I'm not even sure how to even begin this entry. What can I say? I've already noted how I've liked Dexter the television series over Dexter the novel series. It's probably because the Showtime series deviates significantly from the Jeff Lindsay novels greatly. For instance, lovable, foul-mouthed sister Debs doesn't know that her adopted brother Dexter holds a terrible secret passion. And Rita's kids - Cody and Astor - don't have homicidal tendencies. And after reading Dexter in the Dark, the show also deviates from bringing mythological entities into play.
Unlike Tess Gerritsen's placement of new age, mythological, JudeoChristian legends in her novel, The Mephisto Club - which were only used a plot device, and not as an actuality - Lindsay uses the Moloch myth as an actuality. He also turns Dexter's Dark Passenger from psychological entity - the reasoning behind Dexter's need to slice and dice - into a "bastard child" of Moloch's.
There were times when the story was great, but other times it left me wanting to toss the book aside and never bothering with the novels ever again. I mean, what's the point? If the writer is going to throw something like this out of the blue, why should the readers take it seriously? It's a rule, isn't it? You can't introduce something fantasy in a world that was created in actuality? I don't know.
Also, what's with the return of Doakes? I understand - unlike season two - he didn't die in the second book, but his presence really necessary? Returning half the man he used to be serves no actual purpose. I understand the intent was to compare Dexter's old nemesis with his new one - the cult did want to end Dexter - but it failed to do that.

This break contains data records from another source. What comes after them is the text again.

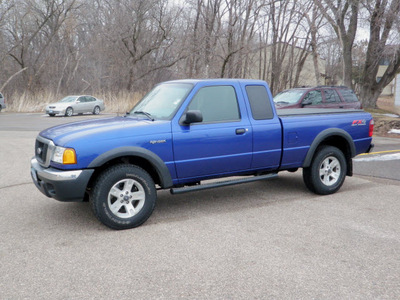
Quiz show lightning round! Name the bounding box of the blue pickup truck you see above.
[31,79,374,229]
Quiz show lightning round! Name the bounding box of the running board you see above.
[170,173,278,195]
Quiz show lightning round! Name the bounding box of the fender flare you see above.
[88,146,173,188]
[303,128,356,168]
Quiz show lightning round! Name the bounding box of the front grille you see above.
[35,136,55,167]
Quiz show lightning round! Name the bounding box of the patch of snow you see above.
[353,153,400,161]
[388,129,400,134]
[377,114,400,118]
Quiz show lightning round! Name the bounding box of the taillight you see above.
[369,119,375,137]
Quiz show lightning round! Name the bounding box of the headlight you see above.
[51,146,76,165]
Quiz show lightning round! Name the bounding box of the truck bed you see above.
[276,108,364,117]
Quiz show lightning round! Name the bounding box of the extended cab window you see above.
[246,85,274,120]
[324,90,341,103]
[188,86,240,123]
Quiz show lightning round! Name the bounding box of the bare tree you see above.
[360,0,400,108]
[314,0,361,87]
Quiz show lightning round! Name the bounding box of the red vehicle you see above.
[274,86,362,109]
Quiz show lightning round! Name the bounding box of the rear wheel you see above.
[90,164,157,229]
[65,107,74,117]
[303,146,347,195]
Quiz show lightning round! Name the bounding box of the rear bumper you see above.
[31,158,94,202]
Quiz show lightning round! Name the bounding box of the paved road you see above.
[0,114,400,299]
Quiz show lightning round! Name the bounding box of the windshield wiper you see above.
[134,110,154,121]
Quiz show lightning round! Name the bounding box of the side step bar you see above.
[170,173,278,195]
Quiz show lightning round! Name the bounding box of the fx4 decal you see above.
[351,120,367,126]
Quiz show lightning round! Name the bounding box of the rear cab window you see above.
[303,90,322,105]
[339,89,358,102]
[324,89,342,103]
[246,85,274,120]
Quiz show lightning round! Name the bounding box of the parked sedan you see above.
[46,96,104,117]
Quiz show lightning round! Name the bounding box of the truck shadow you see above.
[144,172,312,225]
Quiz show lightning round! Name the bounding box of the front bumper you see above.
[31,158,94,202]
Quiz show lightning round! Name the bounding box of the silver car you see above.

If only there were some realistic explanation of the events in the novel, I may have liked it better - like a guy who thought he was Moloch and drug poisoning to explain the concert in Dexter's head. Still, the book might be something to take a gander at. If you're bored. And if there's a sale. Or you buy it cheap. Or check it out in the library. Or borrow it from a friend. Or, you know, not at all.